Amo (Antoine-Guillaume), né en Guinée, fut amené très-jeune à Amsterdam; un de ses maîtres l'envoya faire ses études aux Universités de Halle en Saxe, et de Wittemberg; il soutint une thèse, et publia une dissertation De Jure Maurorum; il parloit le latin, le françois, le hollandois et l'allemand.
Où avoit-il appris à parler toutes ces langues, étoit-ce dans les Universités d'Afrique?
Lacruz-Bagay, étoit ou nègre ou sang mêlé; l'évêque Grégoire dénonce lui-même son incertitude à cet égard. Selon nous, il n'étoit ni l'un ni l'autre, puisqu'il étoit Indien Tagal, nation qui diffère beaucoup des Africains nègres; il grava une carte des Philippines, composée par le Père Murello Vélande, jésuite.
Un graveur est-il un littérateur?
L'Ilet Geoffroy, également indien, fit aussi des cartes qui ne prouvent nullement la littérature des Africains.
Derham (Jacques), esclave à Philadelphie, fut vendu par son maître à un médecin, qui le vendît à un chirurgien, qui le vendît au docteur Robert Dove, de la Nouvelle-Orléans; à l'âge de vingt-six ans, il est devenu le médecin le plus distingué de la Nouvelle-Orléans; nous en sommes bien persuadés.
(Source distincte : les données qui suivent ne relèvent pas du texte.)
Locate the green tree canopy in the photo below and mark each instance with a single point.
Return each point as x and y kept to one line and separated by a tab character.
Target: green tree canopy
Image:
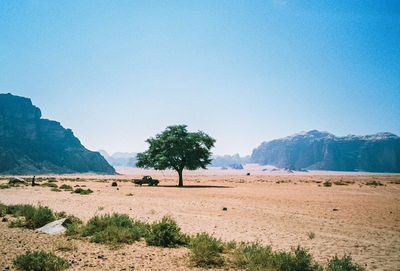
176	148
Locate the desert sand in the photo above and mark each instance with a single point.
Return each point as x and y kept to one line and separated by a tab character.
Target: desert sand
276	209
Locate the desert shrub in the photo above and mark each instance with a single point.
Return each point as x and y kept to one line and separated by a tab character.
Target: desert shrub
83	191
113	229
341	183
298	259
165	233
4	186
205	251
374	183
252	256
3	209
342	264
52	180
66	187
40	261
53	185
311	235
Mais qu'a de commun la science de la médecine acquise à la Nouvelle-Orléans, avec la Littérature des nègres d'Afrique?
«Blumenbach, voyageant en Suisse, a vu, à Yverdun, une négresse citée comme la personne la plus habile du pays, dans l'art des accouchemens.»
Qui pourra, d'après cela, douter de la Littérature des nègres?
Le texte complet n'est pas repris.